I loved Ginger’s work when I waatched him in the London Clubs when I was 16. But his influence, altho’ huge, was well before any notions of world music, and there was precious little talk of the drumming of other cultures until the 1980s.

 

Your career always suffered from compromises. If you ‘d start today, will you play again in bands? Do you think that with compromises, several good music ideas didn’t come to surface?
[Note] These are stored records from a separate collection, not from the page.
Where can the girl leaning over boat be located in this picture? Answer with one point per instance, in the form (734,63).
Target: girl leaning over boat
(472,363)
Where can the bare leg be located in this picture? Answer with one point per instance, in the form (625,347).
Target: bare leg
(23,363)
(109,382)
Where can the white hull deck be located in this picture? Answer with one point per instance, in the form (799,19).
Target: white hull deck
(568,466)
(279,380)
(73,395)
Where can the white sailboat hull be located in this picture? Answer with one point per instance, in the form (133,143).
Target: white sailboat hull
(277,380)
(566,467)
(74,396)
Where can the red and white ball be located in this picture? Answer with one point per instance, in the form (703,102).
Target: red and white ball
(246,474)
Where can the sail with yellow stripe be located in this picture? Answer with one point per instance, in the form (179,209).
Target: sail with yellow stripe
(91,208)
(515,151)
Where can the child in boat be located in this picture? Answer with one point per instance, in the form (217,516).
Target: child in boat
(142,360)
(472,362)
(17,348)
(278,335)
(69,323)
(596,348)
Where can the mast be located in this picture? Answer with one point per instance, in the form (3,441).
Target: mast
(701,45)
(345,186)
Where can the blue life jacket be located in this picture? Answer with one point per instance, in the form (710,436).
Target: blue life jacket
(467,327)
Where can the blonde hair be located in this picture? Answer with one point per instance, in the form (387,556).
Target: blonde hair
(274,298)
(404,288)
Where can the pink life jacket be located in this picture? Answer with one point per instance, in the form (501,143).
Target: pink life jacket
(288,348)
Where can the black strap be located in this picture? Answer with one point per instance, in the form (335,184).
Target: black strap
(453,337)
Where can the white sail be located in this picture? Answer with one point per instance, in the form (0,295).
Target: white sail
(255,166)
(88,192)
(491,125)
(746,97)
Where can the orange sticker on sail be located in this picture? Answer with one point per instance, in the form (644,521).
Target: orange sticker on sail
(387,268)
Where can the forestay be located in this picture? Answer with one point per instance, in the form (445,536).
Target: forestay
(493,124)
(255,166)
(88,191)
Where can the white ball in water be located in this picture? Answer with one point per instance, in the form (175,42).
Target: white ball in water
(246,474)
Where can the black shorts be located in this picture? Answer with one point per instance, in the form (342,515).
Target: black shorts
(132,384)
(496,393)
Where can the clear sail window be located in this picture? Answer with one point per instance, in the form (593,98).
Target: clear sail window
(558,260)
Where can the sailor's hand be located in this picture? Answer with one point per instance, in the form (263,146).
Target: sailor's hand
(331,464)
I think you may misunderstand the word ‘compromise’ – I never compromised anything! I always played the muisc I wanted with the people I wanted where I wanted and when I wanted. And I was very privileged to be able to do so. Maybe I was among the last generation of drummers that was able to be that creative all the time. Eventually I had to move to jazz because rock was going to hell, but it was possible to be also very creative in jazz.

 

You played with many great musicians. Is there any you’d like to play with and didn’t happen? Maybe Jeff Beck?

I could conceivably, in another world, have wanted to play with Joe Zawinul, but I don’t think I was good enough, or had enough to offer him, so I didn’t call him.

 

Tell an advice to a child who just started playing drums?

Practice, practice, and practice! And listen carefully to what you play, because every note is important.

 

Send a message to Greek fans.

Sorry I never made it to Greece to play for you, but please visit www.billbruford.com and listen to the stuff you would have heard there! I know the Greek fans have been huge supporters of the Yes and King Crimson, so I am very grateful for that support.

 

A huge “THANK YOU” to Mr Bill Bruford and his webmaster.